La loi du 27 juin 1990[1], insérée dans le Code de la Santé Publique, a posé un ensemble de droits fondamentaux de la personne hospitalisée : l’hospitalisation libre est le principe, l’hospitalisation sous contrainte, l’exception ; l’hospitalisation sous contrainte doit être limitée, proportionnée ; l’intéressé peut choisir le praticien de son choix, et avoir un avocat, s’il est en état d’y penser, et d’en trouver un…
Contrôle judiciaire de la régularité
Il faudra attendre encore plus de 20 ans et 2011[2] pour qu’un juge[3] contrôle automatiquement la régularité juridique de chaque hospitalisation, au plus tard au quinzième jour de celle-ci. Un délai réduit à douze jours par la loi du 27 septembre 2013[4], qui a rendu obligatoire l’intervention d’un avocat, choisi par la personne ou sa famille, ou à défaut, commis d’office par l’Ordre des avocats.
Si chacune de ces lois a constitué une avancée dans la création d’un statut juridique de la personne hospitalisée sans son consentement, aucune n’abordait la question, considérée à l’époque comme taboue, des conditions de l’internement.
Conséquences : le juge des libertés et de la détention, institué en 2011, ne pouvait se prononcer sur le bien-fondé d’un placement en chambre d’isolement ni de l’emploi de sangles ou de tout autre mode de contention.
On s’intéresse enfin à l’isolement et à la contention
Il aura fallu d’inlassables critiques des praticiens (médecins, infirmiers, avocats, magistrats), et de multiples témoignages d’anciens patients maltraités, pour qu’enfin le législateur insère le 26 janvier 2016[5] un article dédié[6] dans le Code de la Santé Publique, qui s’ouvre par ces termes : « L’isolement et la contention sont des pratiques de dernier recours. Il ne peut y être procédé que pour prévenir un dommage immédiat ou imminent pour le patient ou autrui sur décision d’un psychiatre, prise pour une durée limitée. »
Afin qu’il existe une traçabilité des mesures d’isolement et de contention, un registre spécial, tenu dans chaque établissement de soins, mentionne pour chaque patient concerné le nom du psychiatre ayant décidé cette mesure, sa date et son heure, sa durée et le nom des professionnels de santé l’ayant surveillée.

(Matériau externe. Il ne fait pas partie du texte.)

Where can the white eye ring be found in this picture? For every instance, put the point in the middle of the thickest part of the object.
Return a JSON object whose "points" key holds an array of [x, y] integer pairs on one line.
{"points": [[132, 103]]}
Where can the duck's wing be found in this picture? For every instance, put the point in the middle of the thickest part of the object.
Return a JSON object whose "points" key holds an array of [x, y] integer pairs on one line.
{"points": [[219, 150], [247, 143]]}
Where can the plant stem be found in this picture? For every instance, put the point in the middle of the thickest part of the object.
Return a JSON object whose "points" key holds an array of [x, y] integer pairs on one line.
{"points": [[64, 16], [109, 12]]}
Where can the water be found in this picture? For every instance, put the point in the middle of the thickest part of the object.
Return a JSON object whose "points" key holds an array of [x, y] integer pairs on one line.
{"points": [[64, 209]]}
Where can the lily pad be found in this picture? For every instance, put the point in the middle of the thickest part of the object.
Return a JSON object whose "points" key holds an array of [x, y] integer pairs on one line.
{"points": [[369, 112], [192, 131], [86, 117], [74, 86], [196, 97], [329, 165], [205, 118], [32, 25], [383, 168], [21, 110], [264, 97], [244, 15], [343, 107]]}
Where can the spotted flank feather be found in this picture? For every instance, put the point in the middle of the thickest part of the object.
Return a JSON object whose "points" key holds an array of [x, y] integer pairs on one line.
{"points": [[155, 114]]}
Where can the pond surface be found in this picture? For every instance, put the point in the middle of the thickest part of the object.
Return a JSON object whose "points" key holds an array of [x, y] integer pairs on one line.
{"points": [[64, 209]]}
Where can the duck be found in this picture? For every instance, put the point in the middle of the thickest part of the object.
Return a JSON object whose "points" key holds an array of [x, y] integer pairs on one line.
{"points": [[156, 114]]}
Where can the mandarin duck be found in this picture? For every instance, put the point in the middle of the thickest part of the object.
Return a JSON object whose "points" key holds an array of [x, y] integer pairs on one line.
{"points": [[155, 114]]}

Dès le 08 février 2016, le C.G.L.P.L., à la suite d’une inspection conduite entre le 11 et le 15 janvier 2016, faisait publier en urgence des Recommandations au Journal Officiel[7], concernant le centre psychothérapique de l’Ain (Bourg-en-Bresse), compte tenu des excès et violations graves qui avaient été relevés dans le recours à la contention.
Depuis le 26 janvier 2016, les juges des libertés et de la détention étendent leur contrôle de la régularité de la procédure d’hospitalisation sans consentement, à celui des conditions du recours à l’isolement et à la contention. Ainsi, lorsque l’isolement ou la contention n’a pas été mentionnée dans le registre, le juge ordonne la mainlevée de l’hospitalisation sans consentement (et en fonction des circonstances, le juge diffère ou non la mainlevée de vingt-quatre heures pour permettre la mise en place par le corps médical d’un programme de soins). De même, lorsque le registre évoque un isolement ou une contention, sans que la justification légale apparaisse (prévenir un dommage immédiat ou imminent pour le patient ou autrui), la mainlevée peut également être prononcée.
Plus le droit est respecté, plus la considération envers la personne internée est grande, et moins la nécessité des soins est contestée par celle-ci.
Pour suivre les chroniques de Maître Valery Montourcy
https://www.legavox.fr/blog/maitre-valery-montourcy/
[1] Loi n° 90-527 du 27 juin 1990, relative aux droits et à la protection des personnes hospitalisées en raison de troubles mentaux et à leurs conditions d’hospitalisation.
[2] Loi n° 2011-803 du 05 juillet 2011 relative aux droits et à la protection des personnes faisant l’objet de soins psychiatriques et aux modalités de leur prise en charge.
[3] Le Juge des Libertés et de la Détention, appelé J.L.D.
[4] Loi n° 2013-869 du 27 septembre 2013 modifiant certaines dispositions issues de la loi n° 2011-803 du 5 juillet 2011 relative aux droits et à la protection des personnes faisant l'objet de soins psychiatriques et aux modalités de leur prise en charge.
[5] LOI n° 2016-41 du 26 janvier 2016 de modernisation de notre système de santé.
[6] Art. L 3222-5-1 C.S.P.
[7] Journal Officiel du 16 mars 2016.